Sean Theriault, a professor at the University of Texas at Austin’s Department of Government, told Texas Standard that the high turnout is “great for democracy,” especially because voter turnout in Texas is often lower than in other states.
“To see us leading, that’s just tremendous; it’s incredible,” he said.
As much as the pandemic has affected all aspects of public life, Theriault says it likely isn’t the main driver of early voting, at least not in Texas. He says people are likely flocking to the polls because of how they feel about President Donald Trump.
“He has definitely a strong base of support, but there’s also a strong base of opposition to him,” Theriault said.
Historically, high voter turnout tends to favor Democrats. But because turnout is at a record high this year, it’s difficult to discern which candidate has the edge – Trump or Joe Biden.
Theriault says normally, high early voting is also often a precursor to high Election Day turnout. But this year, it’s unclear whether more people are voting early to stay away from crowds because of the pandemic. He says it all comes down to the last couple days of early voting.

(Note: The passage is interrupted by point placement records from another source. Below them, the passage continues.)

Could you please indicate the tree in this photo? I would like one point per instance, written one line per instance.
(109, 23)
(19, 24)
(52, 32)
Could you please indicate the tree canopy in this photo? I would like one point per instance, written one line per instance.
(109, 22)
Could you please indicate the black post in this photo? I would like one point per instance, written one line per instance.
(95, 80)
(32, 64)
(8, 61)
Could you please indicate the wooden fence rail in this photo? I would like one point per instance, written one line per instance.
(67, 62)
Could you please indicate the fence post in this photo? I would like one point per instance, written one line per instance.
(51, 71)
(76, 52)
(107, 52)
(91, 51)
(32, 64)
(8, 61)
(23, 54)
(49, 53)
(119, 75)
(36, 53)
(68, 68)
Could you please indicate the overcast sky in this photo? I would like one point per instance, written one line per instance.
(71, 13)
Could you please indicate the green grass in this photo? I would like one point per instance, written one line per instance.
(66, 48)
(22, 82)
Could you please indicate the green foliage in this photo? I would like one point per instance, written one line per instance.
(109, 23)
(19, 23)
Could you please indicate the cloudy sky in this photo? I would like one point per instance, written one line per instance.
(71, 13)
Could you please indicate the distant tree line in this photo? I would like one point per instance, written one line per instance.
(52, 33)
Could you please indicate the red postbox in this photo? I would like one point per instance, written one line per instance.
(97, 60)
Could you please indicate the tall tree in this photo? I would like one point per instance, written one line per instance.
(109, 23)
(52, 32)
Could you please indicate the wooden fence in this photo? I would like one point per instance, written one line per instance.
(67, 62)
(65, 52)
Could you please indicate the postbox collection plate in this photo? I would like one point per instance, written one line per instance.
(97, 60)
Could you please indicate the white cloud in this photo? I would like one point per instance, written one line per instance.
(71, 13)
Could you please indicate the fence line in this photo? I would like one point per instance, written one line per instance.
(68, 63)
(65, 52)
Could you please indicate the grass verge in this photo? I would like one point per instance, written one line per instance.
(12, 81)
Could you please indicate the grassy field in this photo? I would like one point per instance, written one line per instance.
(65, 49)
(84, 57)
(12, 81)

“If we see a huge spike tomorrow [Oct. 30] in the turnout, then I think that says there’s lots of votes still out there, and we’re going to see them on Friday, and then again on Tuesday,” he said.
Texas could be an early indicator for how the race goes nationally because of the high number of early votes and because mail-in ballots are already being counted.
“I think we could be one of those first big states that’s reporting some really concrete and solid numbers,”he said.
A close race in Texas would likely be bad for Trump, Theriault says. But if Trump pulls far ahead of Biden after Texas votes are counted, finding out who won could take weeks while votes in swing states like Michigan, Pennsylvania and Wisconsin are tallied.